She turned presently, walked up over the blanket and perched herself on Mel's pillow, above his head and somewhat to his right. And there she stayed silently. Which seemed catlike, too: the granting of a reserved and temporary companionship. He would not have been too surprised to hear a tiny purring from above his ear. Instead, drowsily and lulled in an odd way by Miss Green's presence, he found himself sinking back into sleep.
It wasn't surprising either that his mind should be filled for a time with vague pictures of her, but when the room about him seemed to have expanded into something like a faintly luminous fish-bowl, he knew he was dreaming. There were others present. They were going somewhere, and he had a sense of concern, which had to do either with their destination or with difficulties in getting there. Then a realization of swift, irrevocable disaster—
There were violent lurchings as the luminosity about him faded swiftly into blackness. He felt a terrible, energy-draining cold, the wet clutch of death itself, then something like a soundless explosion about him and anguished cryings. The motion stopped.
Blackness faded back to gray, but the cold remained. Icy water was pounding down on him now, as if he were fighting his way through a vertical current carrying somebody else. A desperate hunt for refuge—and finding it suddenly, and slipping inside and relaxing into unconsciousness, to wait for the return of warmth and life....

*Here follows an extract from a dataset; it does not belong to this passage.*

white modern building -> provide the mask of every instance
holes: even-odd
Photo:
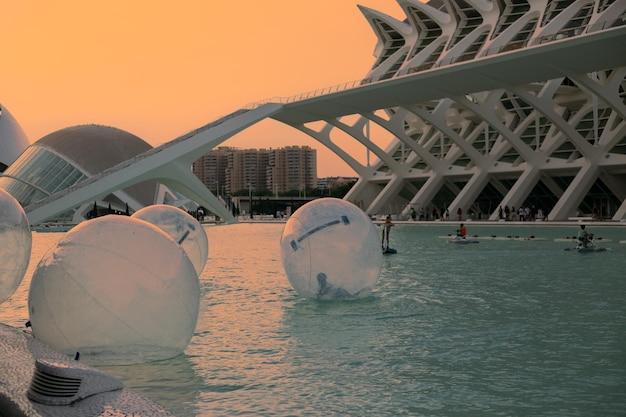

Mel's eyes opened. The room was beginning to lighten with morning. He turned his head slowly to look for Miss Green. She was still there, on the pillow beside his head, watching him; and there was something in her position, in the unwinking golden eyes, even in her curious fluff of blue-white hair, that reminded him now less of a cat than a small lizard.
He didn't doubt that she had somehow enabled him to share the experience that in part explained their presence here. Without thinking he asked aloud "What happened to the others?"
She didn't move, but he was aware of a surge of horrified revulsion. Then before his open eyes for a moment swam a picture of a bleak, rain-beaten beach ... and, just above the waterline, in a cluster of harsh voices, jabbing beaks and beating wings, great gulls were tearing apart a strange jetsam of tiny bodies too weakened to escape—
A small, plaintive crying came from the kitchenette. The picture faded as Miss Green soared into the air to attend to her princess.